亡國の孤城 ~フェンネル・六年戦争~
フフッ、とアレクセイは笑みを漏らし、指示とは裏腹にキーツの隣りで剣を構えた。

「………ご冗談を。危機を前にしている主を放って行くことなど…出来る訳が無いでしょう。………ローアン様に殺されてしまいます。

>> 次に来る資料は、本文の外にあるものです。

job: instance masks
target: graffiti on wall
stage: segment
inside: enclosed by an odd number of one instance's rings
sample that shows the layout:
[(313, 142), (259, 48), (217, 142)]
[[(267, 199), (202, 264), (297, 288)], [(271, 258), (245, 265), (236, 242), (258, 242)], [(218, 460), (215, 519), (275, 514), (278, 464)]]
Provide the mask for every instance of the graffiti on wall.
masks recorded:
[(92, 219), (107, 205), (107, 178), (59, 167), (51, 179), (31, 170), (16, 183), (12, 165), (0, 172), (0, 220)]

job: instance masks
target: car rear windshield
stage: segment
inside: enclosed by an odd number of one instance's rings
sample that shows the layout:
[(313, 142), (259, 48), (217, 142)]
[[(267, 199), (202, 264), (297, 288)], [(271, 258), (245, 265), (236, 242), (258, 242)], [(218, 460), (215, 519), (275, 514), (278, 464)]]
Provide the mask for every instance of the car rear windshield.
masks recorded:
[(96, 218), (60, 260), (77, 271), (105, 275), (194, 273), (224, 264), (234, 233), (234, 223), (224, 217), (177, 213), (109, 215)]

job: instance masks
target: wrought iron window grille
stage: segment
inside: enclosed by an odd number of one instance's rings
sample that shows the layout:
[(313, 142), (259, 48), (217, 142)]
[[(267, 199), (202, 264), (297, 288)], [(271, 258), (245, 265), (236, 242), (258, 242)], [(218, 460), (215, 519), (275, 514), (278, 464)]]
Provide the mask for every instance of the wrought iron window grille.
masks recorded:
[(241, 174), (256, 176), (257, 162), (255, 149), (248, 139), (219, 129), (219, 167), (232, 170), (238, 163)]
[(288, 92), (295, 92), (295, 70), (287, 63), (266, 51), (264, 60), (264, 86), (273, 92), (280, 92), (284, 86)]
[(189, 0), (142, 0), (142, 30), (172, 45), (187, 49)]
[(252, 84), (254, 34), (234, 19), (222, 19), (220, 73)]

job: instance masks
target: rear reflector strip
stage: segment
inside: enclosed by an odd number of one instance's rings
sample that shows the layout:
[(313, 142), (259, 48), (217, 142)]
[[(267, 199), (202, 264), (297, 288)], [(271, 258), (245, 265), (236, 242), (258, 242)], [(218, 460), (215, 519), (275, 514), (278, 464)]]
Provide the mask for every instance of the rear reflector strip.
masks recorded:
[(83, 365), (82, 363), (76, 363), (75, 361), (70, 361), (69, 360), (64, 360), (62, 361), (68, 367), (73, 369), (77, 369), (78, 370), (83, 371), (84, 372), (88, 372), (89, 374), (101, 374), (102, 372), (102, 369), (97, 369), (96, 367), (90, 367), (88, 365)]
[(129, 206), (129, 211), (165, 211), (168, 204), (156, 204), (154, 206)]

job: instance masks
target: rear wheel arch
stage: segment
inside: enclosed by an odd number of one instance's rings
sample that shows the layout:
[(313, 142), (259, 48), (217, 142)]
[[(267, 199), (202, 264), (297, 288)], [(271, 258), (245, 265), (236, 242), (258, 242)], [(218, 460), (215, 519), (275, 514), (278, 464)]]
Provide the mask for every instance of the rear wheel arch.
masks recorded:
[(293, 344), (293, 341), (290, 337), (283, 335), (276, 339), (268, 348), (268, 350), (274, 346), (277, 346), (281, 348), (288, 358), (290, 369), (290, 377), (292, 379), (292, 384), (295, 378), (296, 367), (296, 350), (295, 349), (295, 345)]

…ご心配召されるな、私の代わりに……」

「―――この野郎!!逃げんな糞がぁ!!」

………これまた聞き慣れた大きな声が、騒音をかき消して響き渡った。

同時に、キーツ達の頭上を“闇溶け”の影が通り過ぎて行った。
ちらりと見えた長身のその後ろ姿は、第1部隊隊長のベルトークだろう。


彼は真直ぐに城の方へと向かって行く。

それを追いかける様に、槍を振り回しながら返り血塗れのオーウェンが駆けて来た。

「―――…オーウェン!…無事だったのか!!」

キーツは嬉しそうに呼び掛けたが、当のオーウェンは苛々最骨頂で憤慨している。
クライブ同様、ベルトークも戦闘放棄したに違いない。

「………紳士面サディスト野郎め…!!………散々悪態吐いて敵前逃亡とは…い―い度胸じゃねぇか………!!」

「オーウェン様、一つだけお願いがあるのですが……」

「……っんだよ爺さん!!……俺は今最っ高に………!……おあああ!?」


キーツ目掛けて、再び斧が振り下ろされた。

砂埃と拳大の石が飛び交う。
キーツとアレクセイは飛退き、オーウェンは巻き添いになる形で砂をもろに被った。

濁った空気を思い切り吸い込み、咳き込む。

「………オーウェン様、城へ向かって下さい!私はキーツ様に付いておかねばなりません!!……ルアも一緒に行かせて下さい!」

「………はぁ!?……何言って…!」

第二派が、三人を襲った。凄まじい風圧がオーウェンとキーツ達を引き離した。